The study considered only the health impact
on adults and restricts itself to the effects of health-threatening fine
particulate matter, often referred to as PM2.5, rather than all toxins that
would be in the smoke from burning peatlands and forests. The bulk of the
estimated deaths are in Indonesia, by far the most populous of the three
countries and the country with the biggest land area affected by haze.
The fires from July to October last year in
southern Sumatra and the Indonesian part of Borneo were the worst since 1997
and exacerbated by El Nino dry conditions. About 261,000 hectares of land
burned. Some of the fires started accidently but many were deliberately set by
companies and villagers to clear land for plantations and agriculture.
Rajasekhar Bala, an environmental engineering
expert at the National University of Singapore, one of five experts who
reviewed the paper for The Associated Press and were not involved in the
research, said the study is preliminary and involved a "very
challenging" task of analyzing the sources and spread of fine particulate
matter over several countries and a lengthy time frame.
Even with caveats, it should serve as a
"wake-up call" for firm action in Indonesia to curb peatland and
forest fires and for regional cooperation to deal with the fallout on public
health, he said.
"Air pollution, especially that caused
by atmospheric fine particles, has grave implications for human health,"
he said.
Frank Murray, an associate professor of
environment science at Australia's Murdoch University, said the death estimates
are not "precise health outcomes" but their overall scale should
trigger intensified efforts to deal with the crisis. The study is a major
contribution to addressing an international problem, he said.
The study finds there is a high statistical
probability that premature deaths ranged between 26,300 and 174,300. Its main
estimate of 100,300 deaths is the average of those two figures. It predicts
91,600 deaths in Indonesia, another 6,500 in Malaysia and 2,200 in Singapore.
The researchers involved in the study say the
model they developed can be combined with satellite observations to analyze the
haze in close to real time. That gives it the potential to be used to direct
fire-fighting efforts in a way that reduces the amount of illness caused, they
say.
The annual fires have strained relations
between Indonesia and its wealthier neighbors Singapore and Malaysia, who are
at the mercy of winds that carry the haze into their territory from Sumatra.

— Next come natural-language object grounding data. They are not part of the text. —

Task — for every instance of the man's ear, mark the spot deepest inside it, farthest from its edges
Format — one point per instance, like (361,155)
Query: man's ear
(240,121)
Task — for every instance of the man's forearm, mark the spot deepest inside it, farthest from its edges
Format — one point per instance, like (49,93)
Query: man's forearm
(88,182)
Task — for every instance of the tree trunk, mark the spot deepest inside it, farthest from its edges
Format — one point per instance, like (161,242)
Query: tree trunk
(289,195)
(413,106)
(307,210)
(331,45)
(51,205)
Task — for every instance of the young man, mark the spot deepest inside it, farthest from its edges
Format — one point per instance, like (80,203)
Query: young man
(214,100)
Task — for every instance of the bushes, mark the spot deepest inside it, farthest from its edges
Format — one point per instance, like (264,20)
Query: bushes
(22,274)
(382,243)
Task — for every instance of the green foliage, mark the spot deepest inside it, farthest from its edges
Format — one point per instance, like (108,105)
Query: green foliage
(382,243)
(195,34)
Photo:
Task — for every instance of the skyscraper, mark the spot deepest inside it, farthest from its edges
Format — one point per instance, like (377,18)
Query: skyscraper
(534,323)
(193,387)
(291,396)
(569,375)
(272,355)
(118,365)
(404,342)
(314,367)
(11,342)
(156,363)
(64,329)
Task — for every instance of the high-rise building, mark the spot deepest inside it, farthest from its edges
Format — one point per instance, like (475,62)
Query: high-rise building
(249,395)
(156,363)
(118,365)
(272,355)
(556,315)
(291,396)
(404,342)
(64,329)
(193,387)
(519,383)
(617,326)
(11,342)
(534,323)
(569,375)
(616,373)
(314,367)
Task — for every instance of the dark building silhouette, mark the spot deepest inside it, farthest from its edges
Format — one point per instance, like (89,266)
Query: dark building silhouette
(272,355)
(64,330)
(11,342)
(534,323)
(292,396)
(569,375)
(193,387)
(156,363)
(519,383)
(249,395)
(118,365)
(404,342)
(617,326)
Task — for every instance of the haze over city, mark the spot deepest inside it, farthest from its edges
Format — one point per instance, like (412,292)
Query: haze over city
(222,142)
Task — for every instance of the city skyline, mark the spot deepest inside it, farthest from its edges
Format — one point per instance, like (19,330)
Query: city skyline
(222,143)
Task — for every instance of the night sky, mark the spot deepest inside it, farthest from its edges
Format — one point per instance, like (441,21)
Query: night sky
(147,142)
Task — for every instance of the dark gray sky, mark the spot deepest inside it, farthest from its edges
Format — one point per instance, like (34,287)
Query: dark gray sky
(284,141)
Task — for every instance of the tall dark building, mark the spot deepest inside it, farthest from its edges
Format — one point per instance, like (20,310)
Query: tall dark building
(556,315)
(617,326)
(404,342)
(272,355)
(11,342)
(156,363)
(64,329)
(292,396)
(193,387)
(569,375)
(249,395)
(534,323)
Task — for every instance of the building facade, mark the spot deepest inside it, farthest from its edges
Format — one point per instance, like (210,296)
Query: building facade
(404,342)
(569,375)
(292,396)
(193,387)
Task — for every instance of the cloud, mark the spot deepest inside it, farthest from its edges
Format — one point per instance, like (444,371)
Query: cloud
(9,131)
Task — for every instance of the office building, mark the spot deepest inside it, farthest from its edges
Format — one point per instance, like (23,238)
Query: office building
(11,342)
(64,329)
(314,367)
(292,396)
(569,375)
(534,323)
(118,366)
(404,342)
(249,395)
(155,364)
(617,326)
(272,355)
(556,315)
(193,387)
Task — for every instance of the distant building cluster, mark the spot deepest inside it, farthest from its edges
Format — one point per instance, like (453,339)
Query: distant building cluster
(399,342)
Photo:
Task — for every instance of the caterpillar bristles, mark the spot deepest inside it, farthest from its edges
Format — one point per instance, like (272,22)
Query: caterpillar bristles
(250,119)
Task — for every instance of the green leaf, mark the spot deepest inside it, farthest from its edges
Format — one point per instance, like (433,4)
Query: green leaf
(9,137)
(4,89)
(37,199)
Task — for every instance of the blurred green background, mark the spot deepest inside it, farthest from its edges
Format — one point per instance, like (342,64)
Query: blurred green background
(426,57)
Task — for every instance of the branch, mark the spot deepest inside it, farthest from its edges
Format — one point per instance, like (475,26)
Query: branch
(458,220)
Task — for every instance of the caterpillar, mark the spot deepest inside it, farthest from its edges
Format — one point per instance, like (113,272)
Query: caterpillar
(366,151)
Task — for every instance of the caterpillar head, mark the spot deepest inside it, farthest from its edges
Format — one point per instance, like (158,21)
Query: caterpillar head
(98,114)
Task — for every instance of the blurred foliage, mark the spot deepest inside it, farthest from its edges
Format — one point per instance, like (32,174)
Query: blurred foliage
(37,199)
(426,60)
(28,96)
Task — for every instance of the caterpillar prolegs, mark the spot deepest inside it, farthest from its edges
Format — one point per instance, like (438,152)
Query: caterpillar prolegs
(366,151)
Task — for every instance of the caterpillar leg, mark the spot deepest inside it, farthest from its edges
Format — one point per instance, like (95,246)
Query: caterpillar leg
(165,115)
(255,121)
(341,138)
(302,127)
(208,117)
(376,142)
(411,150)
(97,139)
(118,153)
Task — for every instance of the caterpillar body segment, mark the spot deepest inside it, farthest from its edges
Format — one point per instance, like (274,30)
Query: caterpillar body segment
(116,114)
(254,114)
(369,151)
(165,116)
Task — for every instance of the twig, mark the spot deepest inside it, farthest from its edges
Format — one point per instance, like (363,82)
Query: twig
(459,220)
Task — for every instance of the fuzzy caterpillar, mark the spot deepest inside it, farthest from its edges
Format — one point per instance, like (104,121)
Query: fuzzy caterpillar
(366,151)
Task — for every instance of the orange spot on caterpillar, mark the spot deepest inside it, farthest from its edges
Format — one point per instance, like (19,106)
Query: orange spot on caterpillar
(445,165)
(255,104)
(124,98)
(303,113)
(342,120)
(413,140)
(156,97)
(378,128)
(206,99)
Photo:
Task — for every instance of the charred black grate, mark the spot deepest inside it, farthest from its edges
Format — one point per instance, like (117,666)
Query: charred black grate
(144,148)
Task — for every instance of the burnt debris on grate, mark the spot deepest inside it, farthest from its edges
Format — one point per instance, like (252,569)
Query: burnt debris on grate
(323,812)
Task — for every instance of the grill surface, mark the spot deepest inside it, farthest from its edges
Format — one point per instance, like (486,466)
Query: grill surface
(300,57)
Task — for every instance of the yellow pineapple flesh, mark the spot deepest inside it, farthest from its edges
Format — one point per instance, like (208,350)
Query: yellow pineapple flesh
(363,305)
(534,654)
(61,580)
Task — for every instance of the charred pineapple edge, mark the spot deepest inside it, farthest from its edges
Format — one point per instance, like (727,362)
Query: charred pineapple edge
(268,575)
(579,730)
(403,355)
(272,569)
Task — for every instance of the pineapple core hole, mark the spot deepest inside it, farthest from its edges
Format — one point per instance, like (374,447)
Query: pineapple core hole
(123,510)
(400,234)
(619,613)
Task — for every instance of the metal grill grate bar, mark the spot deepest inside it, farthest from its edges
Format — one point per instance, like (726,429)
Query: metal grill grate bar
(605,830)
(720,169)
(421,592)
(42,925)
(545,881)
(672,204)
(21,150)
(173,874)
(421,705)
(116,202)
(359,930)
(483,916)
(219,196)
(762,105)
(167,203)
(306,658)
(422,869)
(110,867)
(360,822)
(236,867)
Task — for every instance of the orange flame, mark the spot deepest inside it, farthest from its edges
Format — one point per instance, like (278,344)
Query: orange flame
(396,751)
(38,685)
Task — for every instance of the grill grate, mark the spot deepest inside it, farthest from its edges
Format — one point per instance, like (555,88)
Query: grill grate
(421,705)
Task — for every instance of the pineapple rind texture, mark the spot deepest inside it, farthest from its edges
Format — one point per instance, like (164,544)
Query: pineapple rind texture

But the brunt of the crisis is faced by
millions of Indonesians in Sumatra and Kalimantan, many of them poor and with
little or no means to protect themselves from the blanket of smoke.
"Particles penetrate indoors, and
housing in Indonesia is very well ventilated, so I don't think there is any
avertive behavior that people there could have taken that would have been
effective," said Joel Schwartz, an air pollution epidemiologist at Harvard
who co-authored the study. "In Singapore, if you close all the windows and
turn on the air conditioning you get some protection, which may have
happened."
The Indonesian Medial Association's West
Kalimantan chapter said Indonesia faces an overall decline in the health of
future generations with social and economic consequences if the situation is
not tackled.
"We are the doctors who care for the
vulnerable groups exposed to toxic smoke," said Nursyam Ibrahim, deputy
head of the West Kalimantan chapter of the association. "And we know how
awful it is to see the disease symptoms experienced by babies and children in
our care."
Howard Frumpkin, dean of the School of Public
Health at the University of Washington, said it is possible the health
consequences are greater than indicated by the study because higher incidence
of certain health problems in developing countries could make populations more
susceptible to the effects of fine particulate matter.